はい、それは「十分にスマート」です。groupBy
a で実行される操作は、プレーンな RDD で実行されるDataFrame
操作と同じではありません。groupBy
あなたが説明したシナリオでは、生データを移動する必要はまったくありません。それを説明するために小さな例を作成しましょう。
val df = sc.parallelize(Seq(
("a", "foo", 1), ("a", "foo", 3), ("b", "bar", 5), ("b", "bar", 1)
)).toDF("x", "y", "z")
df.groupBy("x").agg(sum($"z")).explain
// == Physical Plan ==
// *HashAggregate(keys=[x#148], functions=[sum(cast(z#150 as bigint))])
// +- Exchange hashpartitioning(x#148, 200)
// +- *HashAggregate(keys=[x#148], functions=[partial_sum(cast(z#150 as bigint))])
// +- *Project [_1#144 AS x#148, _3#146 AS z#150]
// +- *SerializeFromObject [staticinvoke(class org.apache.spark.unsafe.types.UTF8String, StringType, fromString, assertnotnull(input[0, scala.Tuple3, true])._1, true, false) AS _1#144, staticinvoke(class org.apache.spark.unsafe.types.UTF8String, StringType, fromString, assertnotnull(input[0, scala.Tuple3, true])._2, true, false) AS _2#145, assertnotnull(input[0, scala.Tuple3, true])._3 AS _3#146]
// +- Scan ExternalRDDScan[obj#143]
できるように、最初のフェーズは、必要な列のみが保持されるプロジェクションです。次のデータはローカルに集約され、最終的に転送されてグローバルに集約されます。Spark <= 1.4 を使用すると、少し異なる回答出力が得られますが、一般的な構造はまったく同じである必要があります。

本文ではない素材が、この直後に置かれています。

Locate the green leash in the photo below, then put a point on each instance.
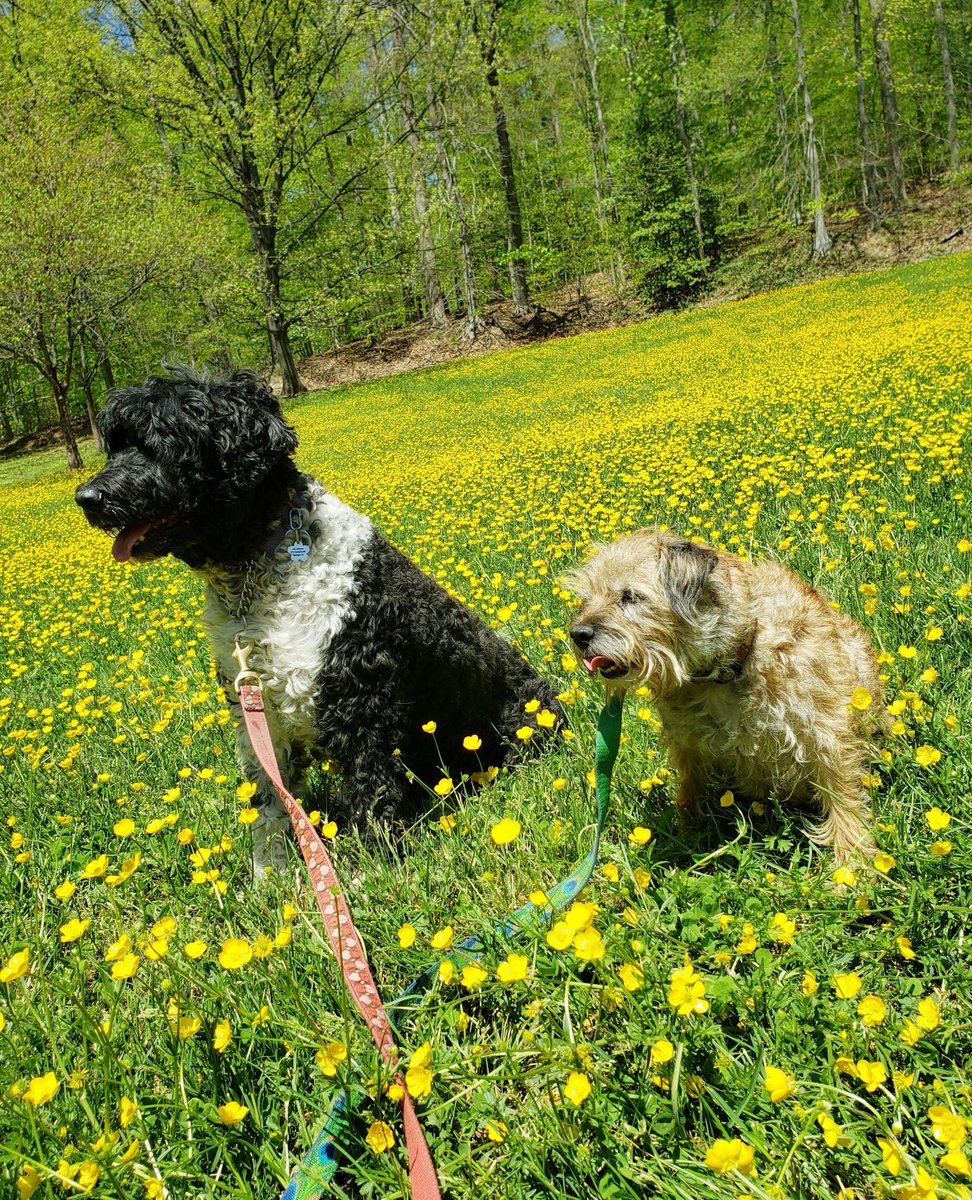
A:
(319, 1164)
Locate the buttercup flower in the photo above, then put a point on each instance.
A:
(232, 1113)
(577, 1089)
(730, 1155)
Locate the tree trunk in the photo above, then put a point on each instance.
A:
(474, 324)
(432, 292)
(888, 106)
(954, 156)
(283, 357)
(49, 367)
(277, 330)
(59, 391)
(88, 370)
(791, 189)
(868, 173)
(676, 58)
(822, 241)
(5, 423)
(514, 219)
(588, 46)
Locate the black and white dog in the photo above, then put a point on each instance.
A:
(357, 648)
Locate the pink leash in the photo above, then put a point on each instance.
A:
(343, 937)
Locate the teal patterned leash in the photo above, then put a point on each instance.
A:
(319, 1164)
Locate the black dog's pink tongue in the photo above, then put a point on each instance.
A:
(595, 664)
(125, 543)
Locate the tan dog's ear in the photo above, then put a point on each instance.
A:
(685, 569)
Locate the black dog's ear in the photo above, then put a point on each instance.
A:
(280, 437)
(685, 569)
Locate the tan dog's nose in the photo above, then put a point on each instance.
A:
(582, 635)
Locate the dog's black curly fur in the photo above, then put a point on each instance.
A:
(213, 454)
(413, 655)
(203, 471)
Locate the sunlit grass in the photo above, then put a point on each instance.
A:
(823, 425)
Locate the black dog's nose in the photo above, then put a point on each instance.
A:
(582, 635)
(89, 496)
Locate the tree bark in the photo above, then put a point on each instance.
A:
(87, 372)
(871, 189)
(486, 39)
(429, 274)
(588, 45)
(888, 106)
(473, 324)
(263, 240)
(954, 155)
(676, 59)
(790, 184)
(822, 241)
(49, 367)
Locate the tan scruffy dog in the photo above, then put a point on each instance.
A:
(751, 670)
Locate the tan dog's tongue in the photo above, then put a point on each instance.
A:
(595, 664)
(124, 545)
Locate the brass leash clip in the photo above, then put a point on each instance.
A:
(247, 675)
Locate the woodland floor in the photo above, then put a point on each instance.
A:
(937, 222)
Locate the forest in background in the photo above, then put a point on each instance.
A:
(252, 181)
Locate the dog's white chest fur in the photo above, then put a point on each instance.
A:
(298, 609)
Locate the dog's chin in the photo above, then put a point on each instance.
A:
(145, 540)
(606, 667)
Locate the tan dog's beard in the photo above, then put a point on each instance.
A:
(647, 663)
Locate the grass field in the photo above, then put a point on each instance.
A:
(168, 1030)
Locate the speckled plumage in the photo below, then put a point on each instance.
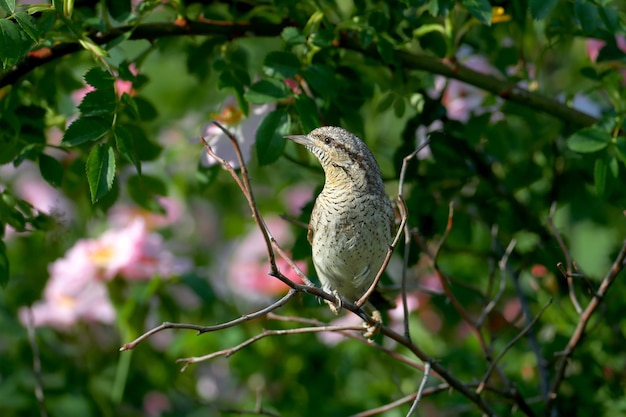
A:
(352, 221)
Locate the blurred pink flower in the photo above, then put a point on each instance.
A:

最後に、上記の説明が実際のジョブを説明していることを示す DAG ビジュアライゼーション:
同様に、Dataset.groupByKey
が続きreduceGroups
、マップ側 ( ObjectHashAggregate
with partial_reduceaggregator
) と reduce-side ( ObjectHashAggregate
with reduceaggregator
reduction)の両方が含まれます。
case class Foo(x: String, y: String, z: Int)
val ds = df.as[Foo]
ds.groupByKey(_.x).reduceGroups((x, y) => x.copy(z = x.z + y.z)).explain
// == Physical Plan ==
// ObjectHashAggregate(keys=[value#126], functions=[reduceaggregator(org.apache.spark.sql.expressions.ReduceAggregator@54d90261, Some(newInstance(class $line40.$read$$iw$$iw$Foo)), Some(class $line40.$read$$iw$$iw$Foo), Some(StructType(StructField(x,StringType,true), StructField(y,StringType,true), StructField(z,IntegerType,false))), input[0, scala.Tuple2, true]._1 AS value#128, if ((isnull(input[0, scala.Tuple2, true]._2) || None.equals)) null else named_struct(x, staticinvoke(class org.apache.spark.unsafe.types.UTF8String, StringType, fromString, assertnotnull(assertnotnull(input[0, scala.Tuple2, true]._2)).x, true, false) AS x#25, y, staticinvoke(class org.apache.spark.unsafe.types.UTF8String, StringType, fromString, assertnotnull(assertnotnull(input[0, scala.Tuple2, true]._2)).y, true, false) AS y#26, z, assertnotnull(assertnotnull(input[0, scala.Tuple2, true]._2)).z AS z#27) AS _2#129, newInstance(class scala.Tuple2), staticinvoke(class org.apache.spark.unsafe.types.UTF8String, StringType, fromString, assertnotnull(assertnotnull(input[0, $line40.$read$$iw$$iw$Foo, true])).x, true, false) AS x#25, staticinvoke(class org.apache.spark.unsafe.types.UTF8String, StringType, fromString, assertnotnull(assertnotnull(input[0, $line40.$read$$iw$$iw$Foo, true])).y, true, false) AS y#26, assertnotnull(assertnotnull(input[0, $line40.$read$$iw$$iw$Foo, true])).z AS z#27, StructField(x,StringType,true), StructField(y,StringType,true), StructField(z,IntegerType,false), true, 0, 0)])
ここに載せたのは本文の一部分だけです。